Giorgos Keramidas keramida at ceid.upatras.gr
Thu Jan 12 13:48:29 PST 2006


On 2006-01-12 15:08, Greg Barniskis <nalists at scls.lib.wi.us> wrote:
>Martin McCormick wrote:
>> In rc.firewall, there is a place where one can include a table of
>> local rules and that's where I am doing something wrong.  The place
>> in rc.firewall reads:
>>
>>#   filename - will load the rules in the given filename (full path required)
>
> This section of rc.firewall refers to valid values you can place in
> rc.conf for firewall_type.

No, it refers that exactly what the comment says.  You can write your
rules (just the rules, without any ipfw(8) command invocations) in a
file and use:

        firewall_type="/etc/ipfw.rules"

in your `rc.conf' file.  The manpage of rc.conf explains this in detail
at the firewall_xxxx variables part:

     firewall_type
                 (str) Names the firewall type from the selection
                 in /etc/rc.firewall, or the file which contains
                 the local firewall ruleset.  Valid selections
                 from /etc/rc.firewall are:

                 open    unrestricted IP access
                 closed  all IP services disabled, except via ``lo0''
                 client  basic protection for a workstation
                 simple  basic protection for a LAN.

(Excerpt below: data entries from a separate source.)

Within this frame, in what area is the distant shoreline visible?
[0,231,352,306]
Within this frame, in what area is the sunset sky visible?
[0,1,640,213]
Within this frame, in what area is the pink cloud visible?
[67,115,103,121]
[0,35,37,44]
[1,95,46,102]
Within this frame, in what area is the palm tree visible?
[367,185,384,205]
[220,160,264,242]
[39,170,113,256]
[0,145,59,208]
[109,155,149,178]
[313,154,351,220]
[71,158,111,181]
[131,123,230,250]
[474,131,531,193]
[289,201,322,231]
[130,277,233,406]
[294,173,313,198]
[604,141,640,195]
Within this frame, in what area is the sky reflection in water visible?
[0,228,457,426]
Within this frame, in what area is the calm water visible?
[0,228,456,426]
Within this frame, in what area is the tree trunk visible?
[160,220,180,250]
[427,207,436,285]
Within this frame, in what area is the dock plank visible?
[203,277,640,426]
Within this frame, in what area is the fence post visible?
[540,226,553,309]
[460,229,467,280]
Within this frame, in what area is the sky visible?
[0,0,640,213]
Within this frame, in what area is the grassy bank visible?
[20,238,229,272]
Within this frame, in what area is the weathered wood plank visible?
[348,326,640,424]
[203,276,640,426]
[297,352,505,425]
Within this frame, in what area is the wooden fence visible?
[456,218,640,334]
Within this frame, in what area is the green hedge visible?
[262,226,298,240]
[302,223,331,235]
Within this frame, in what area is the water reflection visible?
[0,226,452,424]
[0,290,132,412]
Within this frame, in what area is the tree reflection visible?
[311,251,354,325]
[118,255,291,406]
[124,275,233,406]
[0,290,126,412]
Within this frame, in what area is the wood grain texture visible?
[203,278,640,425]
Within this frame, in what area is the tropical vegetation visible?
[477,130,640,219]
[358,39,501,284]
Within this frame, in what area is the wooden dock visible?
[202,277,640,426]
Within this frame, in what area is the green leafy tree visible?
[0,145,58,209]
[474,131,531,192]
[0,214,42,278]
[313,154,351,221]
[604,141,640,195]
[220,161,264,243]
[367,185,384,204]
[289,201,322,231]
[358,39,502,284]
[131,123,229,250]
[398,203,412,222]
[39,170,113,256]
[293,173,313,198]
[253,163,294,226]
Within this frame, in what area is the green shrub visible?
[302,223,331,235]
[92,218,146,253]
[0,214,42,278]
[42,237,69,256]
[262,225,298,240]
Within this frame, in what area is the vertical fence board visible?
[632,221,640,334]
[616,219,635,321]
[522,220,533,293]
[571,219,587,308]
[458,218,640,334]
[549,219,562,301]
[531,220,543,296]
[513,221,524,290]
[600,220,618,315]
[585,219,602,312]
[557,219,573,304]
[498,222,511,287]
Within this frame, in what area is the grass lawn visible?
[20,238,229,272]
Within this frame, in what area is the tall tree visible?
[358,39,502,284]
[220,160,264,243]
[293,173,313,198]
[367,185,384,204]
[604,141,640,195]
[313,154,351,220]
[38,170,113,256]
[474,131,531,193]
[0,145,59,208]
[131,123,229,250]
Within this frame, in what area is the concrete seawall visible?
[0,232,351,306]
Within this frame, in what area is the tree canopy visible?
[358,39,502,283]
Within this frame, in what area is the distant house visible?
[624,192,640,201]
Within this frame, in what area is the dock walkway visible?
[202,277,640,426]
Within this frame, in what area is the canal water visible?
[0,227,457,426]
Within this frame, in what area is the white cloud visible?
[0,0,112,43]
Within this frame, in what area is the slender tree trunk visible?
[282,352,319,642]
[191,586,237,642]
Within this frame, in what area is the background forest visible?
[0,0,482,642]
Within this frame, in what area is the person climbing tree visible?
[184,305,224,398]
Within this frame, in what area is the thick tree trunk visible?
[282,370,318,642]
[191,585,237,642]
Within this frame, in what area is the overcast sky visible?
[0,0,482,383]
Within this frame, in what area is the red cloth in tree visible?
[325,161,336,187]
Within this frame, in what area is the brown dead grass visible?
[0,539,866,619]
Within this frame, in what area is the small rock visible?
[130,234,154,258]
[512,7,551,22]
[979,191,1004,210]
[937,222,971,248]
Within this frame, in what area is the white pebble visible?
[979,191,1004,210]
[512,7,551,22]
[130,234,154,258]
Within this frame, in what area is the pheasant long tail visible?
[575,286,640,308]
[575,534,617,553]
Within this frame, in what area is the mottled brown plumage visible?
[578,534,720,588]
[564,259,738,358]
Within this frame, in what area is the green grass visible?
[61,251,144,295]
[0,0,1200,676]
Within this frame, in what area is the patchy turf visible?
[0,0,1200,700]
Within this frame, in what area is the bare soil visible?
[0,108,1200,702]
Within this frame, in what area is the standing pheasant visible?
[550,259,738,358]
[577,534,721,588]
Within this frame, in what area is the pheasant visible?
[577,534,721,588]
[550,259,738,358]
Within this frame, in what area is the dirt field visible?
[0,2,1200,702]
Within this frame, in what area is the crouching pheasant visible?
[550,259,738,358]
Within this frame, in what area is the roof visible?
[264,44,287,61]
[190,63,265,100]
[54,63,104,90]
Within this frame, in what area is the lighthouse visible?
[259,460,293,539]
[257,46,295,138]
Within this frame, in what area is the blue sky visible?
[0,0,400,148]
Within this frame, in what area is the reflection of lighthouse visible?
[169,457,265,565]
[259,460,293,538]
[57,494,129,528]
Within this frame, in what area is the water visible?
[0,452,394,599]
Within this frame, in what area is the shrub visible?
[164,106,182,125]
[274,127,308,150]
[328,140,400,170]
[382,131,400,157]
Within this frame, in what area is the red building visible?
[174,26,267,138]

                 If a filename is specified, the full path must
                 be given.

> Well, OK, surely there is a way to do that, but that functionality
> is not the intent of this part of rc.firewall and rc.conf as I
> understand it.

It works, it's supported and it does exactly what it says it
should do.  Why not? :-)

> I'm sure that if you put your custom rules in a shell file that
> you can use rc or cron to load those rules at boot time; you'd
> just need to be careful with rule numbering, maybe use ipfw
> sets for rule ordering, etc.
>
> Maybe easier to just
>
> cp rc.firewall custom.ipfw, edit to your needs and use
> firewall_type="/etc/custom.ipfw"

This is probably more error-prone than writing just:

        add block ip from 10.0.0.0/8 to any

since shell scripts come with all sorts of quoting, meta-character
evaluation, etc.  I find it much much easier to use an `ipfw.rules'
file that contains only the rules.  No shell commands at all.